Clara lui avait volé sa vie, voilà tout, songe-t-elle. Elle, elle trainait la malchance en bandoulière depuis sa naissance. En tutu, elle avait toujours été ridicule et sans grâce. Elle avait redoublé sa terminale et avait fini par décrocher son bac au rattrapage. Elle avait dû travailler comme femme de ménage le soir pour pouvoir étudier pendant deux ans. Elle n'avait jamais réussi à finir le moindre cursus universitaire et avait quitté la faculté sans aucun diplôme, avec l'horrible impression qu'on ne lui avait pas donnée sa chance. Elle avait passé toute sa vie au même endroit, à vivre dans sa chambre étriquée de petite fille, sous les toits de la maison de leur mère. Elle travaillait comme caissière dans un petit magasin de village, à gagner une misère dont elle devait verser une bonne moitié à sa mère en guise de loyer. Personne ne l'aimait. Personne. Surtout pas leur père.

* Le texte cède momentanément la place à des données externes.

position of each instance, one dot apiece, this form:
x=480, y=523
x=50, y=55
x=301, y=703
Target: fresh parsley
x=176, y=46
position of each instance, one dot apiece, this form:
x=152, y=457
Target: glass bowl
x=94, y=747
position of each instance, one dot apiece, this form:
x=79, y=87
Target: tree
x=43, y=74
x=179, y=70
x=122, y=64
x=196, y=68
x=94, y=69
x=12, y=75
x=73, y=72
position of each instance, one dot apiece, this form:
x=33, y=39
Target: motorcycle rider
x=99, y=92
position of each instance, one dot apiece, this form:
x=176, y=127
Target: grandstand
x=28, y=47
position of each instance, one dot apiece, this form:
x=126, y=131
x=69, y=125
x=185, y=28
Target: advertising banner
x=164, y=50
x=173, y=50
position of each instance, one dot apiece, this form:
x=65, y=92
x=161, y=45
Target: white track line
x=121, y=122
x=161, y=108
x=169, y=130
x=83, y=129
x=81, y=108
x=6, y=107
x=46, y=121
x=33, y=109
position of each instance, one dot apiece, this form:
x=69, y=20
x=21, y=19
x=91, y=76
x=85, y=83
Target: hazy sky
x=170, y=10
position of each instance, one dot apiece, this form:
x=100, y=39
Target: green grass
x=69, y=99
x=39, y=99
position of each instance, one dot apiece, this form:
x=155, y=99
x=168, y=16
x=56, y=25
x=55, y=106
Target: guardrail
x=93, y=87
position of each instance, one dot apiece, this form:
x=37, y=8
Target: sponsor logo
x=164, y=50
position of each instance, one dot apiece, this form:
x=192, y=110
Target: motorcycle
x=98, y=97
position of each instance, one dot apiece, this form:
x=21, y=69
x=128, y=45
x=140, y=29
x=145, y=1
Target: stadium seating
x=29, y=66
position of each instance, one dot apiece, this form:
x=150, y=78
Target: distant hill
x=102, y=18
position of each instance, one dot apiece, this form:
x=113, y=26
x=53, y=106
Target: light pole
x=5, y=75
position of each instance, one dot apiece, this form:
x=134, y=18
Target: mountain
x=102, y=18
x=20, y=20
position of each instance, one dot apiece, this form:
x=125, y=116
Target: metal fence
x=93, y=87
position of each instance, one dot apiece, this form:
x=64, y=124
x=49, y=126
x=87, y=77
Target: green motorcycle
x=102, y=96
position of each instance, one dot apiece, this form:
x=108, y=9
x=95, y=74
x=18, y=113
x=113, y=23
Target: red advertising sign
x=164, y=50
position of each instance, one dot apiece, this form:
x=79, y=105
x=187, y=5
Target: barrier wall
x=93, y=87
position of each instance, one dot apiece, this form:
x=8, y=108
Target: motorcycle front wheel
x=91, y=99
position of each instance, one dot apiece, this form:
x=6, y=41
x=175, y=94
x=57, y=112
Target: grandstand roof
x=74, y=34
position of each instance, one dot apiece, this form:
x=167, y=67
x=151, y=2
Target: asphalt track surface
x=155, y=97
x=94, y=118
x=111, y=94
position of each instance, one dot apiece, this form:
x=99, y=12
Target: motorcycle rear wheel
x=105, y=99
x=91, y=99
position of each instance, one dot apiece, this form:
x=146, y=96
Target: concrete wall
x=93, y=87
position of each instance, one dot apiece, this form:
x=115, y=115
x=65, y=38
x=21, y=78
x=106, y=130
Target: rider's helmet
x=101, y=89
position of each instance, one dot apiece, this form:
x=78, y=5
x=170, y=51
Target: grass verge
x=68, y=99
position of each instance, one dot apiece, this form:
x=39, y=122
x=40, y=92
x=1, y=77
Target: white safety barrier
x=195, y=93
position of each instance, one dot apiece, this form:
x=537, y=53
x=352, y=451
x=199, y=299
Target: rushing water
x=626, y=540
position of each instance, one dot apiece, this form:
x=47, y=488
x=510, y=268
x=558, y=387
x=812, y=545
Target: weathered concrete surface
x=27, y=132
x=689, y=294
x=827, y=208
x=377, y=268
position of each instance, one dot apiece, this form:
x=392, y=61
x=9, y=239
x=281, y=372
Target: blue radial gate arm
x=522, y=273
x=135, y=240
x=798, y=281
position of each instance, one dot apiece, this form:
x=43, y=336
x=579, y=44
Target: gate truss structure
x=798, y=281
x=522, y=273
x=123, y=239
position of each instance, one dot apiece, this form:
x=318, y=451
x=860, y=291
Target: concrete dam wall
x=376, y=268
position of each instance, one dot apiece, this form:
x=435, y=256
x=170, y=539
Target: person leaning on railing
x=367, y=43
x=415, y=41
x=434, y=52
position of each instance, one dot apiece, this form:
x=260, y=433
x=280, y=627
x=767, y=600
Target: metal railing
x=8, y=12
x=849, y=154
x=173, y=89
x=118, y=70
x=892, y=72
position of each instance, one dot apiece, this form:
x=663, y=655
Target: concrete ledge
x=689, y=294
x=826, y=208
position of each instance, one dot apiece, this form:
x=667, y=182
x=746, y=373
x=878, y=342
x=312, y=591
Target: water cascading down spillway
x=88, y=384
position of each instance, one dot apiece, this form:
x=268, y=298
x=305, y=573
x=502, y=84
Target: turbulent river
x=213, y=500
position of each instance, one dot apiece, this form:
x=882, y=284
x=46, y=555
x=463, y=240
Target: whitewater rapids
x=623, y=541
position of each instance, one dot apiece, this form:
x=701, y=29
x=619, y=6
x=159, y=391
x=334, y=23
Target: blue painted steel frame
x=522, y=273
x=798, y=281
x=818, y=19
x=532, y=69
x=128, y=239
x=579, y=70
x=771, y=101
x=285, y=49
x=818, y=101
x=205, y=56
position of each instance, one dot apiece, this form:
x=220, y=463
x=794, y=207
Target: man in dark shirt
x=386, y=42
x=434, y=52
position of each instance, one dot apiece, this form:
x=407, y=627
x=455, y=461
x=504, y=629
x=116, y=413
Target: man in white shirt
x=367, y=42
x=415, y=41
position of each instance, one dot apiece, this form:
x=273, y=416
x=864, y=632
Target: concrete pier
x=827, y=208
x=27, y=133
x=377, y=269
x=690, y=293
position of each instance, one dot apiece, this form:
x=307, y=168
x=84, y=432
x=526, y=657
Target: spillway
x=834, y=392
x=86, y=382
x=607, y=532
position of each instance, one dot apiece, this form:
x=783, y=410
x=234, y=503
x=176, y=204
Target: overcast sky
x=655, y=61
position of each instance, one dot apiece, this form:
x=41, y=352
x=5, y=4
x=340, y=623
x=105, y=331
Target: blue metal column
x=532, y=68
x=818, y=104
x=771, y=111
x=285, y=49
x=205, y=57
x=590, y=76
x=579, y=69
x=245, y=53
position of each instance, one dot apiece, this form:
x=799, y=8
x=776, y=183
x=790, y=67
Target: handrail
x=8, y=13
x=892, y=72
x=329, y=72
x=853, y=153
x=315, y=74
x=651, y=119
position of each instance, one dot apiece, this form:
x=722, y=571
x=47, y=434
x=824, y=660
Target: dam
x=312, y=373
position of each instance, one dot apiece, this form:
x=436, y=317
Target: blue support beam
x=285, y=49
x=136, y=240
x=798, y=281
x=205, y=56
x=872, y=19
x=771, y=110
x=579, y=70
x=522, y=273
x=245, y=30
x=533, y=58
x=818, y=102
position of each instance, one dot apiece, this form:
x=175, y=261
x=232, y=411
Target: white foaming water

Leur père les appelait 'le jour et la nuit'. Il disait toujours que jamais jumelles n'auraient pu être aussi dissemblables qu'elles deux. Que, même si leur symétrie physique pouvait flouer une personne qui ne les connaissait pas, il suffisait de quelques minutes de discussion avec elles pour se rendre compte que l'une était la lumière et l'autre la noirceur. Elle, elle ne s'était jamais sentie noirceur, mais dupée par les préférences parentales, volée dans l'affectif par sa jumelle, abusée par une mauvaise répartition des chances et des dons qui avait tout donné à Clara et ne lui avait rien laissé. Clara avait toujours réussi tout ce qu'elle avait touché, sans jamais fournir le moindre effort. Ce n'était pas juste. Ca n'avait jamais été juste.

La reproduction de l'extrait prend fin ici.